Sacrifice, by definition, is giving up something that is valuable or meaningful to you in exchange for something that is even more significant. If the giving is not costly or something you do not regard with value, then it is not truly sacrifice.
David refused to accept a gift of the land where he desired to build an altar and offer sacrifice unto the Lord. He said, “No, but I will surely buy it from you for a price; nor will I offer burnt offerings to the Lord my God with that which costs me nothing” (2 Samuel 24:24). David understood the concept of sacrifice and the inherent cost that is required. However, when he made the proper sacrifice, God responded and averted the plague of destruction that was on the people. He rightly observed, “Let us fall into the hand of the Lord, for His mercies are great” (2 Samuel 24:14).
Though animal blood sacrifices were very much a part of the Old Covenant and provided a substitution for the judgment of sin on the people, David began to observe it was more than an offering of sacrifice that the Lord required. It was a change of heart and attitude that He was seeking. In David’s psalm of repentance he revealed this insight, “For You do not desire sacrifice, or else I would give it; You do not delight in burnt offering. The sacrifices of God are a broken spirit, A broken and a contrite heart—These, O God, You will not despise” (Psalm 51:16–17). His prayer was, “Create in me a clean heart, O God, And renew a steadfast spirit within me” (Psalm 51:10).
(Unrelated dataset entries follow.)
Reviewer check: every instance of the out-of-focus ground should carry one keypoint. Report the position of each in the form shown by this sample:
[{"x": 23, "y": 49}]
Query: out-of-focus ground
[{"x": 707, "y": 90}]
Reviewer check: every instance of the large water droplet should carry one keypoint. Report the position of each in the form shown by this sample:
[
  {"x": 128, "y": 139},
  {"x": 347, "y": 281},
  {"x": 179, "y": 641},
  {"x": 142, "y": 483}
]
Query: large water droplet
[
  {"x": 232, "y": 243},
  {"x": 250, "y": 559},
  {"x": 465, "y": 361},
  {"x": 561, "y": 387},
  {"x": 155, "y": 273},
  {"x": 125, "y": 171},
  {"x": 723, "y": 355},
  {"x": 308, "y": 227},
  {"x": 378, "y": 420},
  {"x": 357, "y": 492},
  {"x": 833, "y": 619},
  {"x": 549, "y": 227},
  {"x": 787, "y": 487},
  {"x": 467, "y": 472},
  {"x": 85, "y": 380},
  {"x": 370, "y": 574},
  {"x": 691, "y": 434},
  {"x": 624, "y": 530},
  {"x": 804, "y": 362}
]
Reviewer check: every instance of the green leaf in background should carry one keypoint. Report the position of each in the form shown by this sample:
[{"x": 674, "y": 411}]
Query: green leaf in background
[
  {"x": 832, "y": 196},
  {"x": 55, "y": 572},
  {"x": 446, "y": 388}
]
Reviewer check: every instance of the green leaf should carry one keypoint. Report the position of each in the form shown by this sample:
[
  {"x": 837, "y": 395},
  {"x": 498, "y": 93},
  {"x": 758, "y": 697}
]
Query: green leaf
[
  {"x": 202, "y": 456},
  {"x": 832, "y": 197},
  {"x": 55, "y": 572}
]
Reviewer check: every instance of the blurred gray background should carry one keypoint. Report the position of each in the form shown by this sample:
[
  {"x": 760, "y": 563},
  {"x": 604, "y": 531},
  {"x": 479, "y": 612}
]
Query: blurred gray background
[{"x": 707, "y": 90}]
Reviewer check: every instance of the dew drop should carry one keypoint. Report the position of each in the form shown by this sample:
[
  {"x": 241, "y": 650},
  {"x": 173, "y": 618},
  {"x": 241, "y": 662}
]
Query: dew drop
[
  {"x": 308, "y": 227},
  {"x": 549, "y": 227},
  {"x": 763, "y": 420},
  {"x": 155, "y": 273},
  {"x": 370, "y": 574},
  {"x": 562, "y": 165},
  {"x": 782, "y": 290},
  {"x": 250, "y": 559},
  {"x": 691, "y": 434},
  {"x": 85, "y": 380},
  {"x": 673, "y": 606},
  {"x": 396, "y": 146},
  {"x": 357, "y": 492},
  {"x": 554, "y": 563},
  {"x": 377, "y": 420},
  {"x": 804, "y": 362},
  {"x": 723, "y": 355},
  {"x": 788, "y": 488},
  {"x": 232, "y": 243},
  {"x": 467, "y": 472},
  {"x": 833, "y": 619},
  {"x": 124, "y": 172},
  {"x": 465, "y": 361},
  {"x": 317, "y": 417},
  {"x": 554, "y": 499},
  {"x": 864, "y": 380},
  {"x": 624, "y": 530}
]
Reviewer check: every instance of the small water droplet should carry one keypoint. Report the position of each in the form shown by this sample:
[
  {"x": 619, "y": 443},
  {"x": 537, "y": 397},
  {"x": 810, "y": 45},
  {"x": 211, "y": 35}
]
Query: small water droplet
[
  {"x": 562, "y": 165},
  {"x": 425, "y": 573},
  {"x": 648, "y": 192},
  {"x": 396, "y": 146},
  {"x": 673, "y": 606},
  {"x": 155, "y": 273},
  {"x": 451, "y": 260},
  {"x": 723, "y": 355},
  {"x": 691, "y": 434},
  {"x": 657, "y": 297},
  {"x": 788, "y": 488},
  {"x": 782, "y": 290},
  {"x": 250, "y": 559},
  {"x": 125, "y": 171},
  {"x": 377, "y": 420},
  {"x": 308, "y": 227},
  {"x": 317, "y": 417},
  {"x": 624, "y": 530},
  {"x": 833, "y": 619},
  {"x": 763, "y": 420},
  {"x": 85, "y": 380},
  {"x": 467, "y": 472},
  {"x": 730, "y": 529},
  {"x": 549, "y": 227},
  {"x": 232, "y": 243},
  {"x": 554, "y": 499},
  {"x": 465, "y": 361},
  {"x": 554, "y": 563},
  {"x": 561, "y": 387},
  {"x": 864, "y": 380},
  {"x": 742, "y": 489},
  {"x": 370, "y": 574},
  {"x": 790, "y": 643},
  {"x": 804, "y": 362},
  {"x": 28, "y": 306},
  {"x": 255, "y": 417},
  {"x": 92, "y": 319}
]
Sacrifices either in worship or in life will find their reward. Many experiences in Scripture and in history reveal this fact. The principle is whatever one sows he will also reap. “Whoever sows to please their flesh, from the flesh will reap destruction; whoever sows to please the Spirit, from the Spirit will reap eternal life” (Galatians 6:8 NIV).
On Memorial Day we are again reminded of the tremendous sacrifices of others. Particularly, those who have given their lives in defense of our nation and our freedoms are worthy of honor. We recognize the ultimate price that has been paid so that we can enjoy peace and safety and the freedom to worship God according to our own conscience. These sacrifices cannot be considered lightly or taken for granted. While we relish in the rewards of their sacrifices and celebrate our freedoms we must never forget the cost of our liberties and the exchange that purchased our rewards.
Some will enjoy the long weekend for vacations, recreation in lakes or parks, or cookouts with family and friends. Others will attend Memorial Day remembrance ceremonies or parades to honor the fallen. However we choose to spend the weekend we should take a few minutes to remember those who gave so much. We are blessed because someone sacrificed for what we enjoy today!
“Honor your father and your mother, that your days may be long upon the land” (Exodus 20:12).